A fresh new user in Azure Active Directory

 Another of our top 3 is Azure Active Directory.  Active Directory is an authorization and authentication store.  It is where we can create users and assign them passwords.  Passwords are one form of authentication, we will get to play with a few more since we are the owners of this Active Directory (AD) instance.

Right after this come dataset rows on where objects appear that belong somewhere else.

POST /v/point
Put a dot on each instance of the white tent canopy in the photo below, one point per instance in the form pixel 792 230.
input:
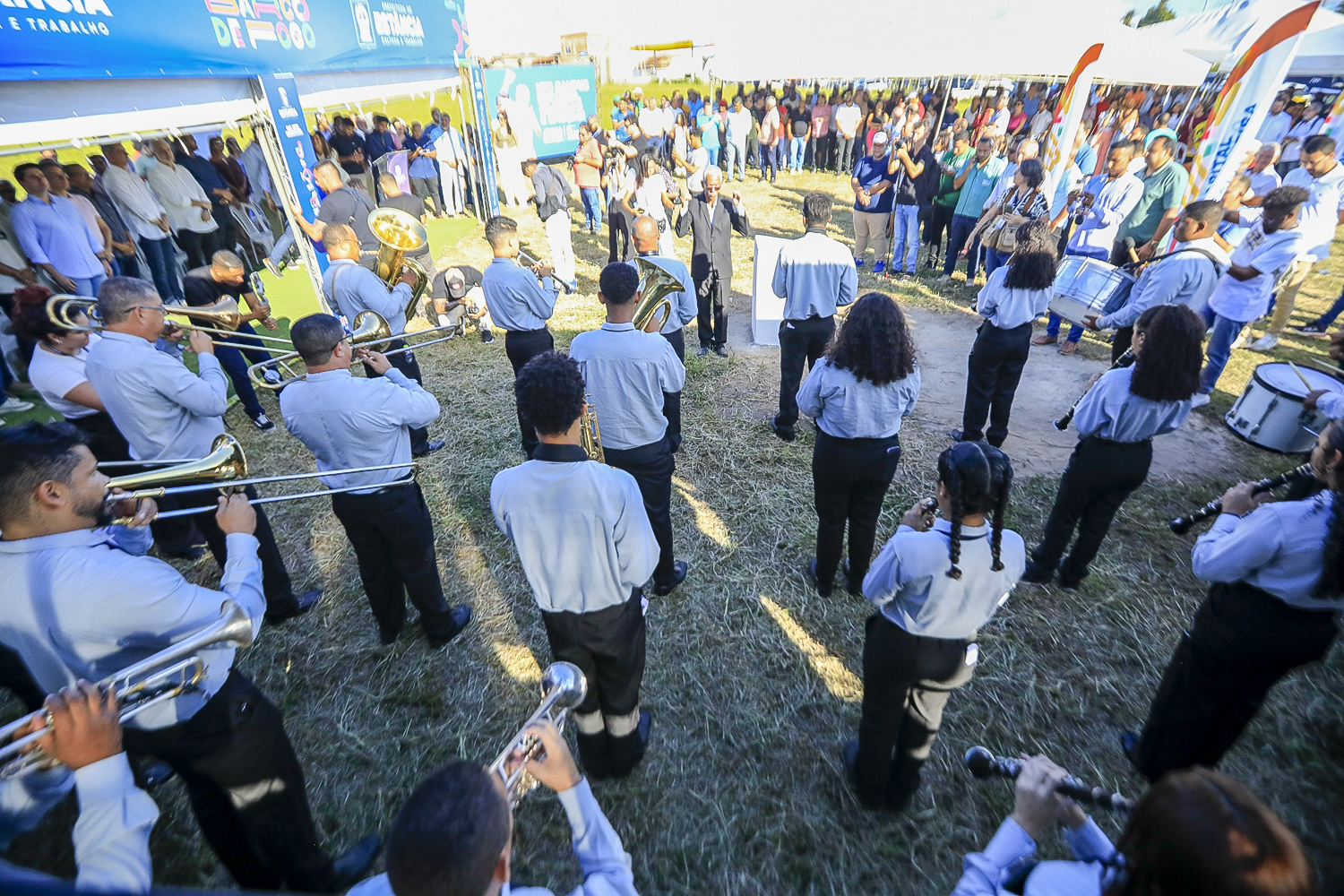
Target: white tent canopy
pixel 1027 43
pixel 1217 35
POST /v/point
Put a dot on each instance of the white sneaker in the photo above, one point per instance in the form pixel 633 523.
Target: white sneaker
pixel 15 406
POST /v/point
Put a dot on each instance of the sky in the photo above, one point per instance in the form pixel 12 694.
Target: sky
pixel 535 26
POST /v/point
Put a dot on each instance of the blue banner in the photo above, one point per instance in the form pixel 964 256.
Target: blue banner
pixel 296 144
pixel 545 105
pixel 62 39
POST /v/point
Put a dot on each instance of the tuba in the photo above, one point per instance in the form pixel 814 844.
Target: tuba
pixel 655 306
pixel 400 236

Start in the portal and click on the hamburger in the top left (the stack of short lines) and then on <all resources>

You should see a list of the resources we have created thus far
We only get one Active Directory and we haven't created one yet.  They don't create it for you because it uses resources and the initial data you populate is foundational and really hard to change after it is created.  No pressure or anything, you can always remove it and re-create it.  Click on <+add>
Type active directory in the search bar and click on <azure active directory>
Click on <create>

Type in your Organization name, the Initial domain name, and click <create>
Once your new tenant has been created, click on <click here to manage your new tenant>
You will then be forced to log back in.  Notice the URL that you are redirected to
For me, the URL starts with :
https://login.microsoftonline.com/mynewsecretproject.onmicrosoft.com/oauth2/v2.0/authorize
Notice that the part in italics above is the same thing we had for our Initial domain name.  Active Directory controls authorization and authentication for a domain.  Before we were all cloudy, enterprises and small businesses would have Domain Controllers which ran AD.  Microsoft is hosting our domain within it's own tenant and we are about to log into it!  Exciting!
To log in, just click on your email address
You are already authenticated to the Azure Portal and your token or authentication receipt has not expired yet.
There is a ton of stuff to explore here, but for now let's dive right in a create a user by clicking on <users> in the left menu
First, note that there is currently only one user in the Domain, you.  Now click on <+ new user>

Type in your fake user's User name, Name, First name, and Last name and scroll down

Click on the radio button beside Let me create the password and enter your password.  Then choose the Usage Location and scroll down to the bottom of the page

Then click Create
Now your user shows up in the list of users!  



We aren't doing anything with it yet, but that user will come in handy later.  Make sure to remember your password!